On Fri, October 26, 2007 4:01 pm, Guillaume Lederrey wrote:

> The dependencies on "standard" jars is not really a problem for us. As
> you say, most of them are available already, and they tend not to
> change to often.
>
> Our problem comes from dependencies on internally produced jars. For
> example, we have a team working on a Swing Framework used by most of
> our projects, or many teams working on components / services reused by
> other internal projects. Those artifacts are deployed fairly often in
> our proprietary repository, and we have to be able to depend on them.
>
> It is not an option to build a dependency graph and migrate first the
> projects on which other projects depends. And it would be pretty heavy
> to manually update our maven repository to include new versions of our
> framework every time they do a release.
>
> For example, we need to be able to keep the framework deployed to our
> proprietary repo, but have dependencies to this framework from
> projects already migrating to maven.

You need to start at the "bottom" of your dependency tree, with those
dependencies that do not depend on other internal dependencies.

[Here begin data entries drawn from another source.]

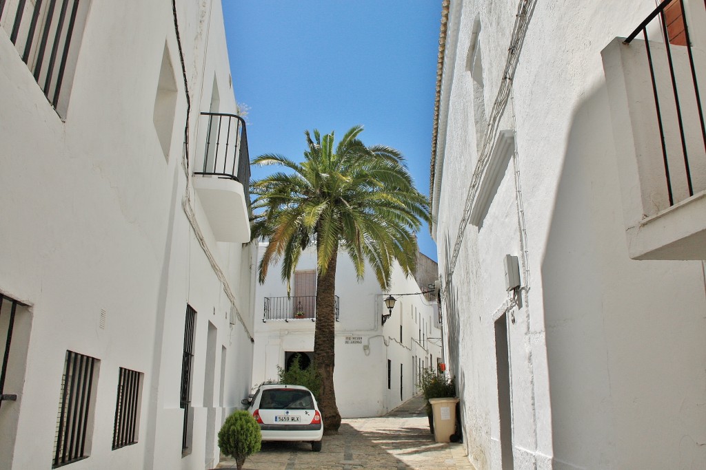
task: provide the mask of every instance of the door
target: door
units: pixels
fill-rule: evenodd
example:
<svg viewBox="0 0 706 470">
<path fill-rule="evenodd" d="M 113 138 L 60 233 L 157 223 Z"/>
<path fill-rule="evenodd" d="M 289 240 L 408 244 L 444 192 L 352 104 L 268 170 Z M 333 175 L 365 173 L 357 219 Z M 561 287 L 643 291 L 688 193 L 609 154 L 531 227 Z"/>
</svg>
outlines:
<svg viewBox="0 0 706 470">
<path fill-rule="evenodd" d="M 316 271 L 294 272 L 294 297 L 292 314 L 295 319 L 315 318 L 316 307 Z"/>
</svg>

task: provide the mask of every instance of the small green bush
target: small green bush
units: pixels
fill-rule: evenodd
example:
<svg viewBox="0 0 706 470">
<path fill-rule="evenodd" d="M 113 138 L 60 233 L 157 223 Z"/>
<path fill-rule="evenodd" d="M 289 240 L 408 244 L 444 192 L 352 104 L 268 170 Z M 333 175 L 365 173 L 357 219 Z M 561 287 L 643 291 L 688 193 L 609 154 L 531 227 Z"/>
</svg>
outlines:
<svg viewBox="0 0 706 470">
<path fill-rule="evenodd" d="M 260 452 L 262 435 L 260 425 L 246 411 L 234 412 L 226 418 L 218 431 L 218 447 L 226 455 L 235 459 L 238 470 L 249 455 Z"/>
<path fill-rule="evenodd" d="M 419 374 L 418 385 L 426 400 L 456 396 L 456 378 L 449 378 L 443 372 L 424 369 Z M 431 413 L 431 404 L 429 401 L 426 402 L 426 413 Z"/>
<path fill-rule="evenodd" d="M 316 372 L 316 366 L 311 362 L 306 369 L 301 369 L 301 355 L 297 354 L 294 356 L 294 360 L 292 362 L 289 371 L 277 366 L 277 380 L 280 383 L 306 387 L 311 390 L 316 402 L 319 402 L 318 393 L 321 388 L 321 378 Z"/>
</svg>

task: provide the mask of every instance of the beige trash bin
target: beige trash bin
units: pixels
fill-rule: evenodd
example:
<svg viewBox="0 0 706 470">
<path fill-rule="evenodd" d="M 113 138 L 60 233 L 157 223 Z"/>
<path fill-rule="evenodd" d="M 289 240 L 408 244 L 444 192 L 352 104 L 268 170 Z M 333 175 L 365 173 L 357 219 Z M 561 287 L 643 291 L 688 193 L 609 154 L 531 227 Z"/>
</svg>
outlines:
<svg viewBox="0 0 706 470">
<path fill-rule="evenodd" d="M 434 440 L 450 443 L 456 432 L 456 404 L 458 398 L 430 398 L 434 418 Z"/>
</svg>

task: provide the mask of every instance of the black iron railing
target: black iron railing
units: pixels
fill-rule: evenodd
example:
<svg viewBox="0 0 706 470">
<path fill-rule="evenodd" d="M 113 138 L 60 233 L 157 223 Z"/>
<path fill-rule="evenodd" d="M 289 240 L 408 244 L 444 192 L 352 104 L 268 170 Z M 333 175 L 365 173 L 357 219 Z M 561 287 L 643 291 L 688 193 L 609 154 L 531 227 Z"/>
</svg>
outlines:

Get these bottom-most dependencies to the point where they are built by
and deployed by maven to an internal maven repository set up for your
project.

When you make a release of these "bottom" dependencies, go through the
formal maven release procedure (use the release plugin for this to make it
easy), and as a final step, copy the artifact from the maven repository
into your prorietry repo.

Eventually, over time, more of the code will start life in the maven repo,
until eventually you phase the proprietry repo out entirely. You can do
this as quickly or as slowly as you feel comfortable with.